Wednesday, 14 January 2015

Wednesday Snippet - Blood Witch

This is Tristesse, my tricky demon
So I decided, post Anti-Nano, that I'd quite like to keep sharing snippets every Wednesday. I didn't do it in December because life just got in the way and I didn't actually do much writing until I finished work for the Christmas break. And then I decided I'd write this quick little novella, Blood Witch, over that two-week period because it would be a fast, fun project.

Well, it's not that little any more and it's definitely not getting finished up fast, but it is fun, so that's what I'm working on right now. I know, I know. There was a list. This isn't on it. I don't care. It's fun! It's got demons and witches and murder and it's just super. So before I tackle the list, I'm going to finish Blood Witch.

Anyway, here's a taster. Read on!

Lola loved her cottage. It had belonged to her family for generations. She'd redecorated when she moved in, getting rid of the patterned wallpaper and blush-pink carpets her grandmother had loved, and replacing them with natural, neutral colours. Otherwise it was the same as it had been for years: the open fireplace stacked with rough-chopped kindling, the kitchen full of spices, dried herbs, and bunches of lavender hanging from the ceiling. She'd kept all the antique dining room furniture, restored the old rocking chair, and polished the wooden floorboards until they glowed.

It was cosy, homely, and most of all it was hers. When Tristesse swept in, holding her skirts off the floor like a queen entering a hovel, Lola died a little inside.

“This is small,” Tristesse said, looking around.

“You asked for a sanctuary, not a palace,” Lola reminded her.

“I wasn't insulting it, just stating a fact.” Tristesse slipped out of her boots, leaving them neatly against the wall in the hallway, and went off to explore. Lola followed. She was feeling less intimidated and more like she'd unexpectedly adopted a very big cat. She had to keep reminding herself of that flare of dark, chilling power she'd felt from Tristesse. There was nothing tame about her.

Tristesse was in the kitchen, opening jars of spices to sniff. She was chewing on a sprig of lavender. Lola resisted the urge to scream what are you? at her and instead set the kettle to boil. Their exchanges at the coffee shop and on the way here had made it clear she'd get nothing by pushing at Tristesse. So even though she burned to demand answers about Isako and Tristesse herself, she forced herself to act nonchalant, like bringing wandering goth princesses home was an everyday occurrence.
“Can I get you a cup of tea?” she asked.

Tristesse put away the jar of cinnamon she'd been sniffing. “Is it green?”

“It's Lady Grey.”

“Is it good for me?”

“I don't think it has any overt health benefits, no.”

“Very well.” Tristesse nodded and took a seat at the kitchen table. “You practice magic.”

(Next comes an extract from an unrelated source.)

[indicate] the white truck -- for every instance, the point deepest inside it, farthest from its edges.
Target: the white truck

Lola dropped a teabag in the sink, caught off guard by the statement. Maybe she shouldn't have been, but Tristesse's direct manner wasn't something she experienced often. Once she'd left the Choir, she'd rarely mixed with other magic-users. Even she did, there was usually this odd dancing around the topic, while people sized each other up, tried to decide if their secrets were safe or if they'd be mocked for them.

“Yes,” she said, rescuing the teabag. “And you?”

“What kind of magic? Thelemic magick used to be very popular.”

“Not since Aleister Crowley died, I don't think.” Lola glanced at Tristesse over her shoulder. The other woman was still chewing on her sprig of lavender and toying with a pile of ribbons and scraps of lace on the table. She'd picked up a long strip of sky-blue ribbon and was winding it around her fingers with a look of serious concentration.

“Your friend was not a practitioner.”

“No,” Lola said, heart aching. “She was a client of mine. I was doing magic for her.”

“What do you know already? You followed me from her home; you know something.” Tristesse held her hand up to admire the ribbon, then carefully began unwinding it again.

Lola swallowed. Her throat felt raw and dry all of a sudden. “She was killed for a ritual, a blood ritual, to open a gateway.”

“Know a lot about blood magic? You don't look much like a necromancer.”

“They're not the same thing,” Lola said.

“They go hand-in-hand. If you start down one path, you'll likely walk the other eventually.” Tristesse wagged a finger at Lola.